Taking Inventory

8/4/14
I don't know how I'm still alive, sometimes. I've ruined my life like three times and I keep getting chances to start over. Some days I'm like, can I come back? I swear I have nine lives.

 I started off doing everything the way I was taught. I went to church, I got perfect grades, I married my first love. I waited for kids. I went to college and got a job in my field. I paid my bills,my car note, I had my own place to live and carried my husband for two years when he lost his job. 

Then, I got hit with a divorce in the middle of a financial crisis. I collapsed. I moved in with my boss and worked like a slave and tried to find peace. I worked out and lost about 30lbs. I started taking life really slowly and appreciating quiet times and the process it takes to comeback from a tragedy. I learned to work on one thing at a time and not race against some fake clock that no one could hold me to. 

Then, my job ended abruptly and my boss sent me back to my family. I was mad that I was abandoned and didn't have a way to get my own place. I moved in with my sister last summer and slept on her couch as I tried to find a job, get a divorce, and navigate a love life. I finally found a good paying job but I lost my life. Then, I put it in the hands of the sociopath.

He gave me so much attention from afar. He always knew what to say. I saved every penny to see him in Texas. I was flying all around for work and for him. Then, it was time to ruin my life again. I thought I was going to live happily ever after in Texas. We were supposed to put everything together and work hard. But my job decided to play me to the left.

Here I was broke and back in Chicago and all because I kept depending on others to be in my corner. I've been slowly coming back from the depression that accompanied having fallen so far off my pedestal. 

Slowly, I will find peace again. Slowly, I will put my career back on track. I'm exactly where I need to be. I don't have to have it all at once. How do you eat an elephant? One bite at a time.

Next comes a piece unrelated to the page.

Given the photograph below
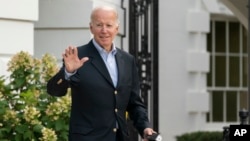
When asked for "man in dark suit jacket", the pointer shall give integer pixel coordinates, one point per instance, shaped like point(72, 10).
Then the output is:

 So, I'm going to respect the process of rebuilding. I don't have to have all the clothes and furniture I want right now. I don't have to have trips lined up. I don't have to have the car I want today. 

I'm just happy to be alive. Happy to have my rent money. Happy to have a new place to work. Happy to have friends. Happy to put food on the table. Happy to pay my phone bill. Happy to get away from my parents. Happy to have a resume that gets interviews. Happy to see my niece grow. 

I will not fall into the trap of keeping up with the joneses. I just want to stay alive and take care of my people. And, they don't got no award for that!!! God always provides. I need to be content so that he can bless me with more.